Aucun rebondissement procédural n’aura été épargné dans l’affaire Grégory, du nom de cet enfant de 4 ans retrouvé mort, pieds et poings liés dans la Vologne (Vosges), le 16 octobre 1984. Trente-quatre ans plus tard, le Conseil constitutionnel s’est penché, mardi 23 octobre, sur la garde à vue du 2 novembre 1984 au cours de laquelle Murielle Bolle, alors âgée de 15 ans, avait mis en cause son beau-frère, Bernard Laroche.

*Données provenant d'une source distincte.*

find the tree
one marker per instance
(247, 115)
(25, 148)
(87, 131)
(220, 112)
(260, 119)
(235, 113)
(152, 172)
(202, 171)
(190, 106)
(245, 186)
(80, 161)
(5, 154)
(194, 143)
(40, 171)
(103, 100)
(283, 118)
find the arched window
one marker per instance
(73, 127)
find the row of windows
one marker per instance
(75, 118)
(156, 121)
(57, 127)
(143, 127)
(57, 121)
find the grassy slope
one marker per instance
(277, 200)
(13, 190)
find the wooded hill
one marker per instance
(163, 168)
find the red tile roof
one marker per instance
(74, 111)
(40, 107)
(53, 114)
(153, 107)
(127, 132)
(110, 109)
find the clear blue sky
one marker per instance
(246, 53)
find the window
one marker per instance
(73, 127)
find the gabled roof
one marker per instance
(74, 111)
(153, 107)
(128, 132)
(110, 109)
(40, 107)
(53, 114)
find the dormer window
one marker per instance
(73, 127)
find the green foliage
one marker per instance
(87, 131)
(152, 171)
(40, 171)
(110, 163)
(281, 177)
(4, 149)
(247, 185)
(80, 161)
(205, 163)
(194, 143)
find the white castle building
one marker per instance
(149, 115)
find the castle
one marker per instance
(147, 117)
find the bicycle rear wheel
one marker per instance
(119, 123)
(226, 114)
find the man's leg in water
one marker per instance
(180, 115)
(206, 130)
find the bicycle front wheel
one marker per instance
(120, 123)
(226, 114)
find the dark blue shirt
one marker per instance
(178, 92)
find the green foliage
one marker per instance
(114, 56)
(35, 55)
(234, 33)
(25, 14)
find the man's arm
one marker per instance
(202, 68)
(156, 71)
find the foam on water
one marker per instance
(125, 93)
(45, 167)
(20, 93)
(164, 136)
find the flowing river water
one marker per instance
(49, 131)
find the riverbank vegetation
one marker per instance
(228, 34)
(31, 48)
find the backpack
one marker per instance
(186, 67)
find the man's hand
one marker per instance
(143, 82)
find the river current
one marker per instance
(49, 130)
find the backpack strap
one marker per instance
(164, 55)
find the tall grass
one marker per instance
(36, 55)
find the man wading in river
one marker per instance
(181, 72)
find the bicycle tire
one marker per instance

Que viennent faire les exégètes de la Constitution dans cette énigme criminelle ? Ils ont été saisis par les avocats de la Murielle Bolle de 2018 d’une question prioritaire de constitutionnalité (QPC), cette procédure qui permet à tout justiciable de demander de vérifier la conformité à la Loi fondamentale d’une loi qui lui est opposée.

« Anachronisme »

Pour Emmanuel Piwnica, son avocat, la garde à vue de 1984 doit être annulée car l’ordonnance de 1945 sur la justice des mineurs ne prévoyait aucune garantie. « Une enfant a répété à l’envi aux gendarmes ce qu’ils voulaient entendre », mais ils ne lui « ont pas dit qu’elle pouvait se taire, elle n’a pas eu d’avocat pour l’assister et ses parents n’étaient pas présents ». Ces garanties ont été introduites depuis par le législateur dans l’ordonnance de 1945.

« Comme oser prétendre que les droits d’un enfant en 1984 seraient différents de ceux d’un enfant d’aujourd’hui ? Comment prétendre que la Déclaration des droits de l’homme de 1789 n’était pas applicable l’époque », a interrogé l’avocat.

L’avocate des Villemin, les parents de Grégory, a mis en garde contre « une erreur de parallaxe et un anachronisme ». Claire Waquet a interpellé les membres du Conseil : « On vous demande de dire qu’un acte de 1984 et la loi d’alors ne sont pas conformes à la Constitution parce que maintenant, en 2018, nous pensons autre chose. (…) Vous ne pouvez pas vous extraire du fait qu’en trente-quatre ans notre vision de la Constitution a changé. »

Position différente

Le représentant du gouvernement qui a l’habitude de défendre la constitutionnalité des lois attaquées devant l’institution présidée par Laurent Fabius a pris cette fois une position différente… qui arriverait au même résultat. Philippe Blanc n’a pas défendu l’indéfendable puisque la garde à vue sans avocat a été déclarée non conforme en 2010. Mais il a demandé au Conseil constitutionnel de ne pas annuler l’acte de 1984 en rappelant qu’il s’agissait de rechercher les auteurs d’une infraction, « un objectif à valeur constitutionnelle ».

La décision sur cette QPC, prévue pour le 16 novembre, va-t-elle bouleverser l’enquête relancée en 2017 sur l’affaire Grégory ? Une annulation de la garde à vue de 1984, et donc des procès-verbaux d’audition de Murielle Bolle, fragiliserait l’accusation à son encontre. Elle avait été mise en examen en juin 2017 ainsi que les époux Jacob, grand-oncle et grand-tante de Grégory, en raison des soupçons sur leur participation au rapt de l’enfant.

Ces trois mises en examen ont été annulées pour des vices de procédure en mai 2018, mais le parquet général devrait de nouveau les demander en se fondant sur les éléments de l’enquête de 2017 et non sur les déclarations de la jeune Murielle de 1984.